Butter a 9 x 13″ baking pan.
In a mixing bowl, combine persimmon pulp, baking soda, sugar, and eggs. Mix well. Add flour, baking powder, cinnamon, vanilla, salt, milk, and melted butter. Stir to combine.
Pour into baking pan and bake for 55 minutes. The pudding will rise, but will fall when removed from oven.
Serve warm with whipped cream or caramel sauce. Serves 8.
Sauteed Persimmons and Green Beans with Chives
(Gourmet Magazine, November 1994)
This is Ann’s all-time favorite!
1 1/2 pounds green beans, trimmed and cut diagonally into 1/2-inch pieces
3 tablespoons olive oil
3 ripe Fuyu* persimmons (about 1 pound), cut into 1/4-inch-thick slices and each slice cut into 1-inch pieces
1/2 cup 1-inch pieces fresh chives
*available at specialty produce markets
In a pot of boiling salted water cook beans until just tender, 2 to 4 minutes, and drain. Plunge beans into a bowl of ice cold water to stop the cooking. Then drain. Beans may be prepared up to this point 1 day ahead and chilled, covered.
In a large heavy skillet heat oil over moderately high heat until hot but not smoking, and sauté persimmons until lightly browned and softened, about 4 minutes. Add beans and 1/4 cup chives and sauté, stirring gently, until hot.

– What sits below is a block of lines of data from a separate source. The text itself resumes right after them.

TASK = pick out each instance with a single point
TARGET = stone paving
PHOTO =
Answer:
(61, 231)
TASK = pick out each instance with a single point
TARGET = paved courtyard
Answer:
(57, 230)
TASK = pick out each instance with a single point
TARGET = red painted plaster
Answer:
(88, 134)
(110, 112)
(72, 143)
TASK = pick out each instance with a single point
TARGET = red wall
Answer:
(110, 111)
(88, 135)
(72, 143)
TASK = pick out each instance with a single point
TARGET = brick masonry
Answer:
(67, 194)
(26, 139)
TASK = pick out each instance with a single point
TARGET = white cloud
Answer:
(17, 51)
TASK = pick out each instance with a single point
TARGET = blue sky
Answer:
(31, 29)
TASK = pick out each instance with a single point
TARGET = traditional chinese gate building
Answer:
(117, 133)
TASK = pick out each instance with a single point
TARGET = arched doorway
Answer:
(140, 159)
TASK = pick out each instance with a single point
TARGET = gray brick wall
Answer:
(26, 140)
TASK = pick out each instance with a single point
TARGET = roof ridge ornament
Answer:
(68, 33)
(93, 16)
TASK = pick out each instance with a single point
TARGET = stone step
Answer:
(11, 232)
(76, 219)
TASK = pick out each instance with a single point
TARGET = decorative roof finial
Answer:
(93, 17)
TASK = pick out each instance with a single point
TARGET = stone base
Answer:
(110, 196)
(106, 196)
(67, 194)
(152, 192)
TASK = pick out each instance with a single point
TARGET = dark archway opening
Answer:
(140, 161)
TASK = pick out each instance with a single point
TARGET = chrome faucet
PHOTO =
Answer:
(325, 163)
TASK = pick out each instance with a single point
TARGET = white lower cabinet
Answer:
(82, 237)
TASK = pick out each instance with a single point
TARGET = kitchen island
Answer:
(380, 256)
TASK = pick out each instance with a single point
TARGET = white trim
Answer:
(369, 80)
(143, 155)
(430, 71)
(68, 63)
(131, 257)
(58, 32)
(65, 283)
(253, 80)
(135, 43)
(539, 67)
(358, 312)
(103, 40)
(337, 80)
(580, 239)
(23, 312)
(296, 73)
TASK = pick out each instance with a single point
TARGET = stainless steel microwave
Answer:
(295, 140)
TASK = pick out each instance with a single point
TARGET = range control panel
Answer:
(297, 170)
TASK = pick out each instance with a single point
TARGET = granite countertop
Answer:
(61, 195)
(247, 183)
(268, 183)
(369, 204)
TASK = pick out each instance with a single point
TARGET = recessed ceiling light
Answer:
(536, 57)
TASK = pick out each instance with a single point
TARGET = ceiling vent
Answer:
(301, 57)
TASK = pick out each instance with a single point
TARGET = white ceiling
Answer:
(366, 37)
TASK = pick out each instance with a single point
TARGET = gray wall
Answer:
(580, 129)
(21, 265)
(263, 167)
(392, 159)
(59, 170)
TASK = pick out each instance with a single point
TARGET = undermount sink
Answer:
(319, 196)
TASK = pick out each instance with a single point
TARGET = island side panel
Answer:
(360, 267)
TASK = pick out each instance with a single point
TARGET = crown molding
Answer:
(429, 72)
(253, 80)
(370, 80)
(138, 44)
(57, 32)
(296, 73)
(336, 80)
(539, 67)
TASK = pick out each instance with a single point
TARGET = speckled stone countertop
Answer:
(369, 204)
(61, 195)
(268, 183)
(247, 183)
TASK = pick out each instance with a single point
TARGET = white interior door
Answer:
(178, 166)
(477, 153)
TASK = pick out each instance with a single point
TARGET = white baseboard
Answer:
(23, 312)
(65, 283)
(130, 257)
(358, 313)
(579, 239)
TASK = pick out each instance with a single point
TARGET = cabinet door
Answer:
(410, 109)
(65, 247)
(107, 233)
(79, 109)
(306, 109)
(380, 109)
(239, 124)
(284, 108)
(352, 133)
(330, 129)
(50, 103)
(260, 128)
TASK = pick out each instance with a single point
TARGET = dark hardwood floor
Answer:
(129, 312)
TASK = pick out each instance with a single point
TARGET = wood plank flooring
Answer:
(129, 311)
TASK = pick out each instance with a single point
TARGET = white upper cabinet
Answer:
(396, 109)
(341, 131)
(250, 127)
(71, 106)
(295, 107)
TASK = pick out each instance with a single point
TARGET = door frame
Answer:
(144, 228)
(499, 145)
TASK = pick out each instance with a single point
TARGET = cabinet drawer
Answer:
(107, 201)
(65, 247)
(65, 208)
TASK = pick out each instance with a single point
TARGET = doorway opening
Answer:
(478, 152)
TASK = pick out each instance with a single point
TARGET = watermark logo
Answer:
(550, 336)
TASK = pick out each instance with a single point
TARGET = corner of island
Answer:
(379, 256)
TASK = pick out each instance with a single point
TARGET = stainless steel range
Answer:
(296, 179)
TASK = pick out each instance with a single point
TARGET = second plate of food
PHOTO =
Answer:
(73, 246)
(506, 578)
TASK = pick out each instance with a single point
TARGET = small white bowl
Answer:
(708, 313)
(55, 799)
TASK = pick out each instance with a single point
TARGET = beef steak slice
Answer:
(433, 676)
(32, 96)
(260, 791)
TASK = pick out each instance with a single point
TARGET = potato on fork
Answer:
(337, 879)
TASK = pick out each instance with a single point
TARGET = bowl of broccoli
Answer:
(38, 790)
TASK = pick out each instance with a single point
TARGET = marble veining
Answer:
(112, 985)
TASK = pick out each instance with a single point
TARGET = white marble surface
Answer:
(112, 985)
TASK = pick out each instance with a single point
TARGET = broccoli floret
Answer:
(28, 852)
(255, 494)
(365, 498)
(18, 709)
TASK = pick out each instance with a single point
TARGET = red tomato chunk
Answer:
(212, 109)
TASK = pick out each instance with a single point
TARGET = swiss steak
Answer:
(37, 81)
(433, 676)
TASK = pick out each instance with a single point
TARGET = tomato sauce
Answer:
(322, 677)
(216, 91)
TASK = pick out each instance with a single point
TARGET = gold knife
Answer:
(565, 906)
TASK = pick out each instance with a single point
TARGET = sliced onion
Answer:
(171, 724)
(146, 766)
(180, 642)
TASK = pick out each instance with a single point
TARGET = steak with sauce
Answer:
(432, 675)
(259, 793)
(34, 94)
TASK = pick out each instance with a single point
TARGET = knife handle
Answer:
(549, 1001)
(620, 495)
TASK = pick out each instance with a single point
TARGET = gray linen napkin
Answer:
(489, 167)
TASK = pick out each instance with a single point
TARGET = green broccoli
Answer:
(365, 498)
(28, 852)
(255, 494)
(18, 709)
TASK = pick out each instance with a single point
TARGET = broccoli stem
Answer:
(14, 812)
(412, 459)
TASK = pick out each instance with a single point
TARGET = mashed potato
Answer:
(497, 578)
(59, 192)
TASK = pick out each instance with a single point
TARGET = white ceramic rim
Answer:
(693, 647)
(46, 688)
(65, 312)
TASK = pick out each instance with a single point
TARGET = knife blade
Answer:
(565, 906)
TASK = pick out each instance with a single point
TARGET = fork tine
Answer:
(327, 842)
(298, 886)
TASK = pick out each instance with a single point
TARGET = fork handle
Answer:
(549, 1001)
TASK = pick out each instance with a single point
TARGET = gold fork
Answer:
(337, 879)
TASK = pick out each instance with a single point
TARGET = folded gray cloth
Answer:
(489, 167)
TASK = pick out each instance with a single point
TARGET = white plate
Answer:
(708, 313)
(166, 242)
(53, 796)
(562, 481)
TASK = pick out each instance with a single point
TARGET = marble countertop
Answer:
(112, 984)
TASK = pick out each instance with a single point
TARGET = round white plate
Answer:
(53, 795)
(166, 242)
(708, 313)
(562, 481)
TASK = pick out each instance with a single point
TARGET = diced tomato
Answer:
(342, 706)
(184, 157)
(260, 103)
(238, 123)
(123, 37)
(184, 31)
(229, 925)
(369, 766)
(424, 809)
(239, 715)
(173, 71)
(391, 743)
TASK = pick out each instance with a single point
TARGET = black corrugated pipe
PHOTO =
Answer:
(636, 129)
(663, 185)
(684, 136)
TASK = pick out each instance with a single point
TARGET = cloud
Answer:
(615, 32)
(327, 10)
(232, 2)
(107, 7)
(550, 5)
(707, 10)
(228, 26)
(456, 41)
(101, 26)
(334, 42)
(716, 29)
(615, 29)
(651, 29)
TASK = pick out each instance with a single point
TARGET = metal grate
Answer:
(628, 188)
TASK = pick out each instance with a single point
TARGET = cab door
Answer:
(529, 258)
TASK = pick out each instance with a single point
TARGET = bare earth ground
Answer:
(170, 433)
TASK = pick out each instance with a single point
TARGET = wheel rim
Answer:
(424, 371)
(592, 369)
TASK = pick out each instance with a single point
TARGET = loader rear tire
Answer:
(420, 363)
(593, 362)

Transfer mixture to a platter and sprinkle remaining 1/4 cup chives on top.
Spicy Persimmon Chutney
(adapted from Bon Appetit, November 2001 by Ann and her friend Sandy)
1 cup chopped onion
1 cup chopped onion
1 tablespoon minced fresh ginger
1 ½ cups apple cider vinegar
½ cup brown sugar
¾ cup white sugar
¼ cup lemon juice
1 large Granny Smith apple – peeled, cored, and chopped
1 cup golden raisins
1 green chili, seeded and minced
1 tablespoon lemon zest
1 teaspoon ground coriander seed
1/8 teaspoon ground cloves
4 Fuyu persimmons, peeled and chopped
In a medium sauté pan, sauté onion and ginger.
In a large saucepan, combine chopped onion and ginger, the apple cider vinegar, sugars, lemon juice, chopped apple, golden raisins, chili, lemon zest, coriander, and cloves. Bring to boil over medium heat, stirring occasionally. Reduce heat to medium-low and simmer until mixture thickens, stirring frequently, about 25 minutes. Add the persimmons and simmer until the persimmons are tender – about 5 to 10 minutes. Remove from heat and let cool completely.
Cover and refrigerate. May be made a day or two ahead.